In a divorce, property and debt are often one of the major issues. Because of the exorbitant cost of divorce, many couples are struggling to make ends meet, with little money to go around. To illustrate the importance of property in a divorce, consider two married people who have agreed to divorce. Each has equally shared financial responsibilities.

The fair before the law rule usually requires each spouse to equally share in the marital property and debt before dividing the assets and debts. As part of the divorce decree, the court evenly distributes the couple’s debts and assets, determining who is liable for paying certain bills. Equality is usually the goal, although the distribution of assets may vary that much. If one spouse is awarded more marital property, such as a home, that spouse may become financially burdened with extra debt duties for the sake of the children.

The spouse who receives the greater amount of wealth may be tempted to use that increased wealth to support the lifestyle they’ve created for themselves, rather than spending it to properly care for their children. To avoid this, the court will likely recommend dividing debt and/or assets equally, or divide them based on a “marital property only” standard. This simply means that the spouse with the greater asset award is the one who will receive the lion’s share of the debt and assets. If one of them happens to have a huge bank account and a huge home, that person will probably receive the lion’s share of any debts or assets accumulated. The court will take into consideration the length of the marriage and the “length of time the parties” had to make the decision to separate, among other things, when setting the terms of the division of marital property and debts.

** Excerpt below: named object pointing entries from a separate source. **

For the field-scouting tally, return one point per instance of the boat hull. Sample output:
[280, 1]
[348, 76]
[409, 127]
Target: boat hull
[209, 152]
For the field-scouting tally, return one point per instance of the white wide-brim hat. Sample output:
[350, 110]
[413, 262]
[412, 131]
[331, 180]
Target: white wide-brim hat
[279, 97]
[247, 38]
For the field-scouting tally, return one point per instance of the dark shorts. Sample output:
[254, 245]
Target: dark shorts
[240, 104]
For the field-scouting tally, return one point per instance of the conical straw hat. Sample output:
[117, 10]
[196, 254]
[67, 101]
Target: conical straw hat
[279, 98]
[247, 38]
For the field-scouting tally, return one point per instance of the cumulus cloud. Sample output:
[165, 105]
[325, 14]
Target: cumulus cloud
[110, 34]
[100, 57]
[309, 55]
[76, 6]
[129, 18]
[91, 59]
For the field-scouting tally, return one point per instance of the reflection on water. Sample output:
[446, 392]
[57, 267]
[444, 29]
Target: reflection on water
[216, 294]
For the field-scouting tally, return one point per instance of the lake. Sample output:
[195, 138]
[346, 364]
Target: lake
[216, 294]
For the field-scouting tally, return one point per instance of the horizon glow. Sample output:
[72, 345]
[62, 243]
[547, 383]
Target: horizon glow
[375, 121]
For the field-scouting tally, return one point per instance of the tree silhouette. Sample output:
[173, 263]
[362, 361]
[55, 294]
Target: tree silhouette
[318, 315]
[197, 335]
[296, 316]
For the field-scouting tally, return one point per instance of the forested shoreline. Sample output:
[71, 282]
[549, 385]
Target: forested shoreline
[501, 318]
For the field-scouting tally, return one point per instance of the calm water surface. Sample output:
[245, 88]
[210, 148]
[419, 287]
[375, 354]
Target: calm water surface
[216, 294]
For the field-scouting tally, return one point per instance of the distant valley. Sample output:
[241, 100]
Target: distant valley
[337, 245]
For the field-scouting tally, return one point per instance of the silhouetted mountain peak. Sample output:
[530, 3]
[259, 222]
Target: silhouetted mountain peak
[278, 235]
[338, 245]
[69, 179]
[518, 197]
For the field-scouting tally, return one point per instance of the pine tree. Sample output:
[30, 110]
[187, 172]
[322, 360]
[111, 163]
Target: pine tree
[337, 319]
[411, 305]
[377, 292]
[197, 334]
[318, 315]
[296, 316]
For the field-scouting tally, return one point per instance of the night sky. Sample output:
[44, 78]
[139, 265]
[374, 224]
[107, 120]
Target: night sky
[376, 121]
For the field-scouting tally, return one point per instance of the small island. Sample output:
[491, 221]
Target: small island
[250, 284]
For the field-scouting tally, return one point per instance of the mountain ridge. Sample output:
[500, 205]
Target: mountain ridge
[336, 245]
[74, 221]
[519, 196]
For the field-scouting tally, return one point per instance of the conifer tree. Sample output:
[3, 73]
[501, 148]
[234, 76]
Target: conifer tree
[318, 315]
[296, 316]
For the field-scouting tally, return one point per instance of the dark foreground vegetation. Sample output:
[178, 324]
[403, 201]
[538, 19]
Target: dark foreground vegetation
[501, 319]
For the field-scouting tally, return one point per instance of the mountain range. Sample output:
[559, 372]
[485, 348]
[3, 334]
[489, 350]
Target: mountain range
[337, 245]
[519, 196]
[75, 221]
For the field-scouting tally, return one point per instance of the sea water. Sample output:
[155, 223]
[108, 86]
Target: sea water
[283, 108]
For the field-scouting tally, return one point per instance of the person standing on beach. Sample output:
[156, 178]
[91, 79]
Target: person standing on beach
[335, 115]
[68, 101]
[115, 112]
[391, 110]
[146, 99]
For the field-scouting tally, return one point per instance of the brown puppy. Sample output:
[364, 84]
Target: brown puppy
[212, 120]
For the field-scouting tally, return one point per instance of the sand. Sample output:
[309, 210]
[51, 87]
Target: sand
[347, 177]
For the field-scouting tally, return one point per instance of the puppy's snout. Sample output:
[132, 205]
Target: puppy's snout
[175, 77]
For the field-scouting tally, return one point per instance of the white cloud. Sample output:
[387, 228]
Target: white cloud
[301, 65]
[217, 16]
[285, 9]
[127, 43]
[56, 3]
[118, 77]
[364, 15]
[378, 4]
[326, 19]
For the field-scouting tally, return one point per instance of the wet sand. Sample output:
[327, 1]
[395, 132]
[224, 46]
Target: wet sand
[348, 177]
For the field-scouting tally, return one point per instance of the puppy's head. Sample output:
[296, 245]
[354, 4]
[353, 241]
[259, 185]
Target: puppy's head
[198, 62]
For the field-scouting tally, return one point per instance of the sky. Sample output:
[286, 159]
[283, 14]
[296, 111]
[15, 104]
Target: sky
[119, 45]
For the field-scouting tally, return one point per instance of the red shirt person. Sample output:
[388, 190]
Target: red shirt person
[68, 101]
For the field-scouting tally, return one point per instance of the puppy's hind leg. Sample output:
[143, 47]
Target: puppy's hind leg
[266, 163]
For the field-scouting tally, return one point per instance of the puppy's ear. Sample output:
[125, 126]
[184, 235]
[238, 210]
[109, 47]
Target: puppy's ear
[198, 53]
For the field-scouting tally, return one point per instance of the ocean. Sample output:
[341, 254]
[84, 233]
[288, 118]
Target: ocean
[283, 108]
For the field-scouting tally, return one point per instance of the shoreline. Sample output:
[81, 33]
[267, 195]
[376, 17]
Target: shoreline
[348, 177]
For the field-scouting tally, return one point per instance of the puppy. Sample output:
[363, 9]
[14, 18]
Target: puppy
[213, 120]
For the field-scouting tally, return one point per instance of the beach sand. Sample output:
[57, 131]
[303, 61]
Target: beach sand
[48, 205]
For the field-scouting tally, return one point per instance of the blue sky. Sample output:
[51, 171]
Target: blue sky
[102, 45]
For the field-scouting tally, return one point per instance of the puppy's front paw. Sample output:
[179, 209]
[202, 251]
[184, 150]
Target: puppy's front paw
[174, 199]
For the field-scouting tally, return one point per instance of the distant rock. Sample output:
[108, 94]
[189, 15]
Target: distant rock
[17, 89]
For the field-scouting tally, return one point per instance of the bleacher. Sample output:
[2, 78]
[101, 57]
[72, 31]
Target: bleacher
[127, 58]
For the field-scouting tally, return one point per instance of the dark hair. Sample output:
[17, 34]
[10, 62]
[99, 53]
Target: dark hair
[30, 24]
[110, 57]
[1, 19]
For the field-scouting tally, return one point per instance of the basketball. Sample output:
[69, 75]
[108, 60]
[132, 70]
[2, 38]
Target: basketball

If the settlement includes a provision for child support, then that provision must be written clearly in a contract between the divorcing spouses. This requirement makes New York’s mandatory child support laws very strict. Failure to comply can result in the dissolution of the marriage. In some cases, even if the offending spouse has been ordered to pay spousal support, the offending spouse may still be able to challenge the legality of the settlement in court.

One way to divide assets and debt during a divorce is to put the bulk of the assets into a trust, usually consisting of half of the combined value of the marriages’ debts. Half of the debt could then be given to the supporting spouse, while the other half could be left in the hands of the judge or jury. This is referred to as a division of the marital estate. If both spouses agree to this arrangement, it is often included as part of the final decree of divorce.

Another option to divide the debts is to have one spouse start paying off the debts before the other spouse takes half of the assets in a divorce judgment. This requires an expensive retainer to a debt settlement company. The spouse who pays off the debts first is usually awarded the larger lump sum in a divorce settlement. This allows the spouse with the largest lump sum to buy a home or other asset, while the other spouse has to scramble to find a place to live.

A third method to divide marital assets in NY is to create separate accounts in banks. Spouses may share joint checking and savings accounts, and those accounts may be combined into one account after divorce. This separation creates an opportunity for couples who no longer have joint bank accounts to split their marital assets equally after a divorce in NY. However, separate debt accounts require that each spouse maintain separate financial records. Those records are important in a case such as this, where a creditor might attempt to seize assets from one spouse based on information contained in a debtor’s records.

Whatever method of property division couples choose, it is important that they carefully consider their decision before a judge. A divorce is a costly event, and couples who take their time to settle their true worth and establish an estate plan will be far better off in the long run. In the mean time, couples can make reasonable agreements that meet their needs. They can also hire a lawyer or two to help them with the legal aspects of a divorce. By sticking to the provisions of the final decree, couples can avoid the negative impact a divorce can have on their credit. It is also possible to have a judge lower a child support payment to encourage a mutually agreeable agreement for the future of the children.